Having the child urinate into a special machine (called a Uroflow) can monitor how much and how fast he or she urinates. This is often combined with monitoring the sphincter activity by two sticky patches placed near the child's bottom. These patches are connected to wires and measure the sphincter activity. An ultrasound probe gently placed on the skin surface above the bladder may be used to determine how much urine is left in the bladder after voiding.
Some children will require more invasive bladder tests. A voiding cystourethrogram, or VCUG, involves placing a catheter in the bladder. The bladder is filled with liquid contrast material that shows up on an X-ray. After the bladder is filled, the catheter is removed and the child is asked to void and more X-rays are taken. This test shows the shape of the bladder, how well it empties, and if any reflux up the ureters occurs.

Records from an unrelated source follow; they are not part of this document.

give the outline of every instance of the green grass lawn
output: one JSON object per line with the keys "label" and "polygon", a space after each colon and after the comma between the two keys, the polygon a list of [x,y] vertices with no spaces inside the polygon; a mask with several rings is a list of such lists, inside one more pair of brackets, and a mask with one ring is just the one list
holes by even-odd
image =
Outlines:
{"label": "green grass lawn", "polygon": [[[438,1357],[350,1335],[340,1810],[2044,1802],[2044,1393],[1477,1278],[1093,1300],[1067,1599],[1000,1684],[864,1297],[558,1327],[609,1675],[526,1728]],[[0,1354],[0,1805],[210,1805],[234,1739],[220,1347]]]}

A urodynamic test also requires placement of a catheter. In this test, a second small catheter is also placed in the child's rectum. These catheters can monitor the exact pressures in the child's bladder during both filling and voiding. At the same time the activity in the sphincter is observed. If the bladder is filled with contrast during a urodynamic test, X-rays can also be taken and the study is called a fluorourodynamic study.
The treatment for dysfunctional voiding depends on the type and cause of the dysfunctional voiding, as well as the patient's age and ability. A child should never be punished for wetting since this is something that is not under their control (it would be better to reward the child for voiding which is under their control). Constipation can often be improved by increasing the fiber and fluid in a child's diet. Treating constipation may result in improved voiding.

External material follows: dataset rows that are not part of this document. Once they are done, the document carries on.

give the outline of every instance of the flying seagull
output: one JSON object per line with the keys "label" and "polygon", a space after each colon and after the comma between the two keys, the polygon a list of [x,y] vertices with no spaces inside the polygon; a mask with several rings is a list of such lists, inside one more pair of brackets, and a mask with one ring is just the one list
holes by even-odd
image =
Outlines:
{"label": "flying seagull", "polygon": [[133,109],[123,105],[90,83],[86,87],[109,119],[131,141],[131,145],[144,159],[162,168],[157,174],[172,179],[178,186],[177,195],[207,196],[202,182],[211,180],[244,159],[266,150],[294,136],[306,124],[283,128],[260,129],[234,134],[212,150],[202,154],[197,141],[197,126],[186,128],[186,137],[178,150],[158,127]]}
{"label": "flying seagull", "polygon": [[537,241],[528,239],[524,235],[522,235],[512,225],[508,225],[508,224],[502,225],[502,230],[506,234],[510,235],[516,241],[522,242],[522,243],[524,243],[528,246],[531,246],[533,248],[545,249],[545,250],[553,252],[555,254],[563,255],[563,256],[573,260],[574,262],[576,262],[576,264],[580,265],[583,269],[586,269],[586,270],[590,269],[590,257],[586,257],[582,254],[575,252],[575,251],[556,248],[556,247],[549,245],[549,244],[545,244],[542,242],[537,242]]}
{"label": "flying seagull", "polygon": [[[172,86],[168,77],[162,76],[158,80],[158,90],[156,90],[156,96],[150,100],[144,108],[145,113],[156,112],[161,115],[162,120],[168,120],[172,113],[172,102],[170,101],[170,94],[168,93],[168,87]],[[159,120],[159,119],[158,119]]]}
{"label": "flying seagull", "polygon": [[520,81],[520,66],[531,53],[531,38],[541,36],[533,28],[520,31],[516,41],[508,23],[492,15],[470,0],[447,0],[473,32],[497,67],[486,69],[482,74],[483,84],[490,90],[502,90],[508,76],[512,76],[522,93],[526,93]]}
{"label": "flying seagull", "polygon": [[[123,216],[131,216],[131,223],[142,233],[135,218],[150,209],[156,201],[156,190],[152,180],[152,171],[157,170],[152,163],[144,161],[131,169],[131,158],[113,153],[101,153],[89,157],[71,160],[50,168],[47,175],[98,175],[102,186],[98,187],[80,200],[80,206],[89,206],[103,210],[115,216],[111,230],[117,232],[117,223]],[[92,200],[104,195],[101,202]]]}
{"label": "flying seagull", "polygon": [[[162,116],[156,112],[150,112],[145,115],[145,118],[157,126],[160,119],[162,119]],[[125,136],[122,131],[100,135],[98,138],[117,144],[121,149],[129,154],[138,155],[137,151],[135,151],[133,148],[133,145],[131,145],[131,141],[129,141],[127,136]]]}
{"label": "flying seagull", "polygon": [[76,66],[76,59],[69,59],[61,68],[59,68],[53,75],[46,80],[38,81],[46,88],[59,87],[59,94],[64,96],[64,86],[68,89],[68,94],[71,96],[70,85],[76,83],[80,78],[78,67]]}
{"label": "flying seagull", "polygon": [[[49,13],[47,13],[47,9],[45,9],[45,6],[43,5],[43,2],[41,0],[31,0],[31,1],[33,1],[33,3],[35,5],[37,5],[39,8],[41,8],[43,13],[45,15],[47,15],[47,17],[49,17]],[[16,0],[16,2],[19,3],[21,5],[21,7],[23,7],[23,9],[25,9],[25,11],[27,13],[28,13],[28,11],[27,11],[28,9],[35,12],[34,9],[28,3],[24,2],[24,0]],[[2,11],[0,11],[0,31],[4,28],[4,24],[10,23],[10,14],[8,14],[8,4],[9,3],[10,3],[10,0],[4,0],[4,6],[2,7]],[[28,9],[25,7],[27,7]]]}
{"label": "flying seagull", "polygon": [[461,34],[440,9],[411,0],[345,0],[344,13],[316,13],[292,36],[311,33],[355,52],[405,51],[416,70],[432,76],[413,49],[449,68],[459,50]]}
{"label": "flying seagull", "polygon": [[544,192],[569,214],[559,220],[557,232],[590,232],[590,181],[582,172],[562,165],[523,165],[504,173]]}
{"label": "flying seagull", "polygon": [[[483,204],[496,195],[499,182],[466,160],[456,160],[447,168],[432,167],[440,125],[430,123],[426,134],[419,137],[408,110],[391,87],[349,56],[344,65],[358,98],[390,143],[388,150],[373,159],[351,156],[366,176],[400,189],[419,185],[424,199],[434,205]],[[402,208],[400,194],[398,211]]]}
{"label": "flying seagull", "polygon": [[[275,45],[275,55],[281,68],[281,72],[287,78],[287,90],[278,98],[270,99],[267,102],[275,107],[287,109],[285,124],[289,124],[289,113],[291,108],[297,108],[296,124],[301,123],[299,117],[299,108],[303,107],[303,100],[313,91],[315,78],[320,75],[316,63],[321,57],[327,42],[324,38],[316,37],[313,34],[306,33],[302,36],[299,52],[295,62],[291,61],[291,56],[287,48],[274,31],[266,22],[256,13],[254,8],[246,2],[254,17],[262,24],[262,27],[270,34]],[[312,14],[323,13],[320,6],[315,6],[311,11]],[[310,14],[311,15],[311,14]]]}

For children with a small capacity bladder, an anticholinergic medication may increase the bladder capacity. This medication can also decrease bladder contractions in patients whose bladder contracts too frequently. It is important that these children go to the bathroom frequently. Trying to "hold on" can damage the bladder and kidneys and teach the child improper voiding.
For children with a large bladder, who do not void often, the best treatment is frequent trips to the bathroom (about every 2 hours). Since these bladders may be stretched out and not empty well, it is important for many of these children to sit down and spend several minutes trying to make sure the bladder is completely empty. By frequently and completely emptying the bladder the child reduces the chance of wetting or infections and starts to recognize the early signals from the bladder telling the brain that it's time to urinate.
Children who contract their bladder against a closed sphincter need to learn to relax their sphincter when voiding. Having the child void every 2 hours while sitting and relaxing for several minutes helps many children learn to void normally. By listening to the urine stream, both the parents and child may be able to detect good and poor flows. Increasing the amount of water they drink helps keep the urinary tract flushed out and may decrease constipation. Some children will require biofeedback methods to teach them to recognize how to control their sphincter muscles. Rarely, a child may require daily catheterizations or surgery to treat dysfunctional voiding and prevent kidney damage.